The 28 page Memorandum of Agreement is very specific in its demands.
But many of the things can’t happen or be specified until a plan is nailed down which can’t happen until teachers answer their surveys. WTU is operating in such bad faith at this point.
But so is DCPS. If they were just trying to survey for numbers, their questions would not have been so legally and strongly worded.
That's not true. For the answers to be meaningful, they need the choices made to be (at least mostly) binding. A temperature check of how teachers are feeling probably should have been conducted a month ago (DCPS sucks; we agree on that), but now DCPS needs actual concrete numbers for planning and WTU is stopping that from happening. If WTU wasn't intending to be obstructionist, they would tell teachers to submit forms now, see what the answers looked like and then bargain for written guarantees from DCPS (which I agree they should have) then.
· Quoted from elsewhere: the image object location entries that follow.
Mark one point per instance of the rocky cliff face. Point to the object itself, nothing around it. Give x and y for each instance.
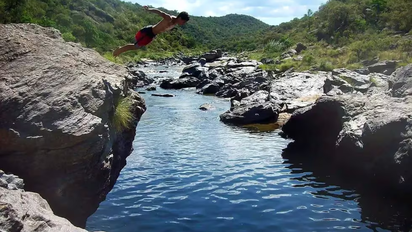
(57, 101)
(26, 211)
(366, 134)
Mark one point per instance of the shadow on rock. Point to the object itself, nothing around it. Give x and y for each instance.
(379, 207)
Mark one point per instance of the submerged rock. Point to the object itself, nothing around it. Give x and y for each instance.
(252, 109)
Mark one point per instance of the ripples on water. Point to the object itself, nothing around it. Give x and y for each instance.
(190, 172)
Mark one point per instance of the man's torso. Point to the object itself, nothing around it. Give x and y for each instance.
(162, 26)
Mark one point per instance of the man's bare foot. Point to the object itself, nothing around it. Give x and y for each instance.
(116, 52)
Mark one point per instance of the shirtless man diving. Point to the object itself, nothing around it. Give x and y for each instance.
(148, 33)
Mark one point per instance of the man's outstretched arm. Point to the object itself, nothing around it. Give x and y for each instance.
(158, 12)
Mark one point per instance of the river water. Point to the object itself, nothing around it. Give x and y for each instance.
(190, 172)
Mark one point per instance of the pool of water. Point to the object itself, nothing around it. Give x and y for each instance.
(190, 172)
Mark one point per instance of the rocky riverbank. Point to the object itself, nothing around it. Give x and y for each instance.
(57, 107)
(360, 120)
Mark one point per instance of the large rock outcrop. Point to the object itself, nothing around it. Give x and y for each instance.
(366, 134)
(28, 211)
(22, 211)
(57, 101)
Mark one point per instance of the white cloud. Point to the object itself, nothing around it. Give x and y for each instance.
(271, 12)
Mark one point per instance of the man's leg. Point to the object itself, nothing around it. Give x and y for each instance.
(126, 48)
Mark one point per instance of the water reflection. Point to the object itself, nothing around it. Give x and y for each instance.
(378, 210)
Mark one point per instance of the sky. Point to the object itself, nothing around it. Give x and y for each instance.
(272, 12)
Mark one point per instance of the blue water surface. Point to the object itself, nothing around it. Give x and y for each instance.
(190, 172)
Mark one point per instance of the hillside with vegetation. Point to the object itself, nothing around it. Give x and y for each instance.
(106, 24)
(343, 33)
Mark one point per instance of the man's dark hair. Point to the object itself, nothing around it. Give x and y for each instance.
(184, 15)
Remember that the questions are no more legally binding than the actual contracts teachers have already signed, so this isn't actually extra leverage over DCPS except from a planning perspective... of course, planning is also what WTU is allegedly demanding. At this point, WTU is trying to force fully DL plain and simple. They think if they can hijack the process long enough DCPS will be forced to cave. THAT'S why I'm glad to hear the CDC is stepping in. If WTU starts to think there's a real chance that if they play an obstructionist role DCPS will simply announce a hybrid schedule and penalties for teachers that didn't complete forms and then try to get out of in person, then WTU will have to negotiate in good faith.